File re2parser.hh

Enums

enum class Encoding

Values:

enumerator UTF8
enumerator Latin1
namespace mata

Main namespace including structs and algorithms for all automata.

In particular, this includes:

  1. Alphabets,

  2. Formula graphs and nodes,

  3. Mintermization,

  4. Closed sets.

namespace parser

Parser from .mata format to automata (currently Nfa and Afa are supported).

This includes parsing either from files or from other streams (strings, etc.).

Functions

nfa::Nfa create_nfa(const std::string &pattern, bool use_epsilon = false, mata::Symbol epsilon_value = 306, bool use_reduce = true, const Encoding encoding = Encoding::Latin1)

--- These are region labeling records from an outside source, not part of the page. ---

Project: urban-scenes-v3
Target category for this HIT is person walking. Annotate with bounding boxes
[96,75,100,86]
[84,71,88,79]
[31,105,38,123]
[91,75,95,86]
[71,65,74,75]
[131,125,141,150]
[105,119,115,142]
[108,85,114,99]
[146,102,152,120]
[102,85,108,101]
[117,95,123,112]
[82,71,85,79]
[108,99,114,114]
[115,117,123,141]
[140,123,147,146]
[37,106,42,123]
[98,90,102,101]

Creates NFA from regular expression using RE2 parser.

At https://github.com/google/re2/wiki/Syntax, you can find the syntax of regular expressions with following futher limitations: 1) If you use UTF8 encoding, the created NFA will have the values of bytes instead of full symbols. For example, the character Ā whose Unicode code point is U+0100 and is represented in UTF8 as two bytes c4 80 will have two transitions, one with c4 followed with by 80, to encode it. 2) The created automaton represents the language of the regex and is not expected to be used in regex matching. Therefore, stuff like ^, $, , etc. are ignored in the regex.

Parameters:
  • pattern – regex as a string

  • use_epsilon – whether to keep epsilon transitions in created NFA

  • epsilon_value – symbol representing epsilon

  • use_reduce – if set to true the result is trimmed and reduced using simulation reduction

  • encoding – encoding of the regex, default is Latin1

Returns:

Nfa corresponding to pattern

void create_nfa(nfa::Nfa *nfa, const std::string &pattern, bool use_epsilon = false, mata::Symbol epsilon_value = 306, bool use_reduce = true, const Encoding encoding = Encoding::Latin1)